10.10.2008 · In Deutschland sind wieder mit der Chemikalie Melamin verseuchte Süßigkeiten entdeckt worden. Bei „einem hohen Verzehr über einen längeren Zeitraum“ ist eine Schädigung der Gesundheit nicht auszuschließen.
Wieder sind in Deutschland mit der Chemikalie Melamin verseuchte Süßigkeiten entdeckt worden. In Thüringen und Rheinland-Pfalz handelte es sich um die aus China stammenden Bonbons „White Rabbit“, in Bayern um Kekse. Der Grenzwert sei bei den aus dem Verkehr gezogenen Bonbons in Ostthüringen um nahezu das Hundertfache überschritten, teilte das Gesundheitsministerium mit. Die Bonbons waren in der vergangenen Woche in einem Asia-Shop gefunden worden. Bei den in einem Koblenzer Shop entdeckten Weichkaramellbonbons sei der Grenzwert um mehr als das Sechsfache überschritten, teilte das rheinland-pfälzische Umweltministerium am Freitag in Mainz mit.
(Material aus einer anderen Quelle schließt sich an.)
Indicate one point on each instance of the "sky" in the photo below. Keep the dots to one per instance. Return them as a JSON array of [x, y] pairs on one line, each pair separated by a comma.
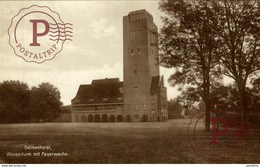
[[96, 51]]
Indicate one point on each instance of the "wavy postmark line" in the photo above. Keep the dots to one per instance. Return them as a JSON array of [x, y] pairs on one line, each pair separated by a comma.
[[10, 35], [61, 24]]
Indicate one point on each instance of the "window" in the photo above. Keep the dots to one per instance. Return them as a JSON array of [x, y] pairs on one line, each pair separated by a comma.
[[132, 52]]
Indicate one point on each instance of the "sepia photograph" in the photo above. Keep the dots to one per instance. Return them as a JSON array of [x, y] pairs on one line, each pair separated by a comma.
[[130, 82]]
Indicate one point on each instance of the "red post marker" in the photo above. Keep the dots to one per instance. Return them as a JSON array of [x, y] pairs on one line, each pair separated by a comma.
[[36, 34], [216, 133]]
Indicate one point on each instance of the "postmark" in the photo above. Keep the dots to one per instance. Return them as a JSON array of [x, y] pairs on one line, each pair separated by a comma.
[[227, 134], [37, 34]]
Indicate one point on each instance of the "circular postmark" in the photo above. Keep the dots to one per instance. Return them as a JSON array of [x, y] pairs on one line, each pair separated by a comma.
[[226, 136], [37, 34]]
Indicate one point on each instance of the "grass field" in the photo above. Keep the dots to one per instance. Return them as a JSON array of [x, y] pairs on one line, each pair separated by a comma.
[[111, 143]]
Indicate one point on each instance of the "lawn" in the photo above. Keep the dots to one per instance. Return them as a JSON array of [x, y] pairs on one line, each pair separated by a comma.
[[115, 143]]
Vergangene Woche waren bereits in Asia-Läden in Baden-Württemberg verseuchte Bonbons entdeckt worden, die nach Angaben des Bundesverbraucherministeriums ein Vielfaches der zulässigen Menge Melamin enthielten. „Bei einem hohen Verzehr dieser Bonbons über einen längeren Zeitraum ist eine Schädigung der Gesundheit nicht ausgeschlossen“, hatte Verbraucherstaatssekretär Gert Lindemann am Donnerstag in Berlin gesagt. Dies gelte etwa für ein dreijähriges Kind, das längere Zeit sieben Bonbons pro Tag lutsche. Unterdessen sind in der Slowakei eine Woche nach dem Fund von Melamin-belasteten Milchgetränken für Kinder auch verseuchte Kekse aus dem Verkehr gezogen worden.
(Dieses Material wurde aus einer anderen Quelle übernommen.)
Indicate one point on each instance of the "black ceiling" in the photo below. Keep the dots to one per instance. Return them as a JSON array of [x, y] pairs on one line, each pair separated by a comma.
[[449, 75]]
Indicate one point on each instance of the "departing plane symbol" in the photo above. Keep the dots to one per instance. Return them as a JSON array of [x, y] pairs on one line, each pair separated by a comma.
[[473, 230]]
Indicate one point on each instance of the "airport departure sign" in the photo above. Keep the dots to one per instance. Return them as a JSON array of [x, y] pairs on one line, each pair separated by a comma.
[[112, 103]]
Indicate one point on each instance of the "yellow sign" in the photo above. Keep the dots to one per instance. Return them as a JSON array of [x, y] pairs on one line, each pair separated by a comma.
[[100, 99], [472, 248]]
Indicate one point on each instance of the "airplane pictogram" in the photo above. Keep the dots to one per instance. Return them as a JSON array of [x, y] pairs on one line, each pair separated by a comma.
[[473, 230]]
In der Industrie als Bindemittel benutzt
Die Chemikalie, die in der Industrie als Bindemittel benutzt wird, wurde in China in großem Stil Milchpulver beigemischt, um damit einen höheren Eiweißgehalt vorzutäuschen. In China erkrankten dadurch mehr als 50.000 Babys an Nierensteinen. Offiziellen Angaben zufolge waren vier Kinder gestorben, weil sie Milch getrunken hatten, die mit der giftigen Chemikalie versetzt war.
Die in Koblenz entdeckten „White Rabbit“-Bonbons kamen nach Angaben des Landesuntersuchungsamtes (LUA) auf einen Gehalt von 15 Milligramm Melamin pro Kilogramm, der Grenzwert liegt bei 2,5 Milligramm. In Thüringen wurden außer den beanstandeten Süßwaren bislang keine weiteren aus China stammenden Lebensmittel mit Milchbestandteilen gefunden worden.
Bei den in der Slowakei entdeckten belasteten Süßigkeiten handelte es sich nach Angaben der Staatlichen Veterinär- und Lebensmittelverwaltung (SVPS) um vier verschiedene Keks- und Snacksorten mit Schokoladenfüllungen unterschiedlicher Geschmacksbeimischungen. Sie wurden in einem Lebensmittellager in der südwestslowakischen Stadt Nitra beschlagnahmt.